Stage one of his plan required locating Bruno. The representative of the adoption department at the World Wildlife Fund was most helpful. It appeared that Bruno was, indeed, a real bear and had been regularly logged as returning during the summer months to the town of Churchill in Manitoba, Canada, on the shores of Hudson Bay.

Stage two of his plan surprised his relatives as he sold his flat and moved to Churchill, to arrive in the middle of the Arctic winter.

There were no tourists around at that time, and so it gave him an opportunity to make friends with the local people. He claimed to be writing a book on life in remote Arctic settlements. The locals were friendly and welcoming people and eager to talk about their lives and skills. Contributing to Max’s supposed research also added interest to their lives during the unremitting tedium of the winter months.

Max was thus able to study two critical skills, the learning of which constituted stage three of his plan: hunting and cooking.

During his first summer, Max made no attempt to locate Bruno. He accompanied his new friends on hunting expeditions to acquire their expertise, and he took a job as an assistant chef at a local restaurant. There he learned the best local recipes for Beluga whale, seal, over 270 species of sea birds and, of course, polar bear - culinary delights only enjoyed discretely by locals lest the sensibilities of the eco-tourists be offended.

It was the end of his second summer when fellow locals helped Max to load Bruno onto his sledge and accompanied him to the restaurant kitchen.
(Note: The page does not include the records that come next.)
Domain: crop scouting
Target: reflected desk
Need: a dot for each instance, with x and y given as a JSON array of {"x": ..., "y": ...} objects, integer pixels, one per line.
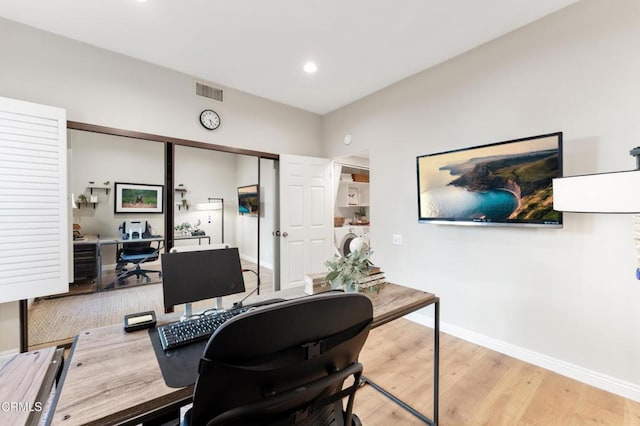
[
  {"x": 114, "y": 377},
  {"x": 118, "y": 241},
  {"x": 26, "y": 380}
]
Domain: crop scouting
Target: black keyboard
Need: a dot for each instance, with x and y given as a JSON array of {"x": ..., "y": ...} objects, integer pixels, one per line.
[{"x": 192, "y": 330}]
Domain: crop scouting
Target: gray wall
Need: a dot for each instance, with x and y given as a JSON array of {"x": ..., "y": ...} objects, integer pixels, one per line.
[{"x": 566, "y": 299}]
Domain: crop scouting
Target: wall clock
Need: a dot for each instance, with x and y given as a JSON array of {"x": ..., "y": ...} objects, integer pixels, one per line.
[{"x": 209, "y": 119}]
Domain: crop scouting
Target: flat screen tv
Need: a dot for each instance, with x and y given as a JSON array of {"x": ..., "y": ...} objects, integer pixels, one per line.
[
  {"x": 502, "y": 184},
  {"x": 248, "y": 200}
]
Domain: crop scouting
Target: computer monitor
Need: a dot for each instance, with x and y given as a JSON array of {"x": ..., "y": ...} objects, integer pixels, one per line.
[
  {"x": 191, "y": 276},
  {"x": 133, "y": 229}
]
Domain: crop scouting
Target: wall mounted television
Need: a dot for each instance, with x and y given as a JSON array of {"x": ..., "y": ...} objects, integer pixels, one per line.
[
  {"x": 500, "y": 184},
  {"x": 248, "y": 200}
]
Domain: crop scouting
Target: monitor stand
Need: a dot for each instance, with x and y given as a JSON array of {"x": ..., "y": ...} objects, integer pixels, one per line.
[{"x": 188, "y": 309}]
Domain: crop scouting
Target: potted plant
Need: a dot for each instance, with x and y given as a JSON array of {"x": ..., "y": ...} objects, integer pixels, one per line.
[{"x": 347, "y": 271}]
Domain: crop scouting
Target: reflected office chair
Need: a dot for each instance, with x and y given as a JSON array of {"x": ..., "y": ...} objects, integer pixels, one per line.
[
  {"x": 284, "y": 364},
  {"x": 135, "y": 253}
]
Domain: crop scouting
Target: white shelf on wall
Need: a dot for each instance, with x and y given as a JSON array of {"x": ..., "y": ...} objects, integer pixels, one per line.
[{"x": 102, "y": 187}]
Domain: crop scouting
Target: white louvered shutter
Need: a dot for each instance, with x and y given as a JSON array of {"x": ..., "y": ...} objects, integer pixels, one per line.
[{"x": 34, "y": 227}]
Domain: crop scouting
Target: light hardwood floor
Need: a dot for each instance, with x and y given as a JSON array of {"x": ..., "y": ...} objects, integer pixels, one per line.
[{"x": 477, "y": 386}]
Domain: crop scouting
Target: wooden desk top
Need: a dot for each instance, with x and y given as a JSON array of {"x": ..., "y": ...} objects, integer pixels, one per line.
[
  {"x": 113, "y": 376},
  {"x": 26, "y": 381}
]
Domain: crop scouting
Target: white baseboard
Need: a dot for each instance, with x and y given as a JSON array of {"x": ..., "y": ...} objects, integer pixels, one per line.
[
  {"x": 10, "y": 352},
  {"x": 590, "y": 377}
]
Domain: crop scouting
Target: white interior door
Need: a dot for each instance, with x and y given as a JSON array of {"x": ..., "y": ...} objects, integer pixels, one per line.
[{"x": 306, "y": 218}]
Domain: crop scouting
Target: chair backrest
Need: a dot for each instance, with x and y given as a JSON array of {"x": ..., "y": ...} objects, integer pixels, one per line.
[{"x": 279, "y": 348}]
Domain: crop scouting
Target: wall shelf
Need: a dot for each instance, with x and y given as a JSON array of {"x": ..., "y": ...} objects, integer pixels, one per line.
[
  {"x": 86, "y": 204},
  {"x": 102, "y": 187}
]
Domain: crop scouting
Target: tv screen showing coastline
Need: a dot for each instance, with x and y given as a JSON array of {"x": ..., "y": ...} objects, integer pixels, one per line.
[{"x": 498, "y": 184}]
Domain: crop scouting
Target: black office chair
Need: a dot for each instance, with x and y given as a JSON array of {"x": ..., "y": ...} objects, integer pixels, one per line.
[
  {"x": 284, "y": 364},
  {"x": 136, "y": 253}
]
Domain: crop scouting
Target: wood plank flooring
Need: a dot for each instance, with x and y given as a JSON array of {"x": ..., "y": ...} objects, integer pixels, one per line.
[{"x": 477, "y": 386}]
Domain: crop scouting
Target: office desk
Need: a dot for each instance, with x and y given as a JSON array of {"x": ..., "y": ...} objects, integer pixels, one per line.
[
  {"x": 114, "y": 377},
  {"x": 118, "y": 241},
  {"x": 25, "y": 384}
]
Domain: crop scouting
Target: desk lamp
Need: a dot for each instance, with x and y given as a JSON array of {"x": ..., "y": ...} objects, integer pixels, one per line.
[{"x": 210, "y": 205}]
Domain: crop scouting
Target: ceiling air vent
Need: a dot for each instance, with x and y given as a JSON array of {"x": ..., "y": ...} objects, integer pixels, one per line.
[{"x": 208, "y": 91}]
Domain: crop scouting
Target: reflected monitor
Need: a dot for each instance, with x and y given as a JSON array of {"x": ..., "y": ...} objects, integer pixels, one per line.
[{"x": 198, "y": 275}]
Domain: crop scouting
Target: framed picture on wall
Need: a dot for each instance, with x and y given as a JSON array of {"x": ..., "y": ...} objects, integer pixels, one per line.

Stage four of his plan would soon be complete.

As Max and all the friends he had made tucked-into polar bear steak au poivre from his own personal bear, he felt a tinge of guilt about his uncharitable attitude to that Christmas gift. Despite his initial reaction, he had proved that a gift of adopting a member of an endangered species could be a life-changing experience.

John and Janet had also noted the way in which their gift had made Max re-think his life, although, admittedly, they had assumed his interest in tracking Bruno to be more akin to that of David Attenborough. Indeed, last Christmas they had chosen to once again not offer Janet in celebration of the Nativity, but rather provide another vicarious animal adoption.

Anja was a Bengal tiger who had been regularly tracked in the mangrove forests of the Sundarbans in Eastern India where the River Ganges meets the Bay of Bengal.

Max had already read some books on Indian cookery and now possessed hunting skills. Tomorrow he would be booking his ticket to Kolkata.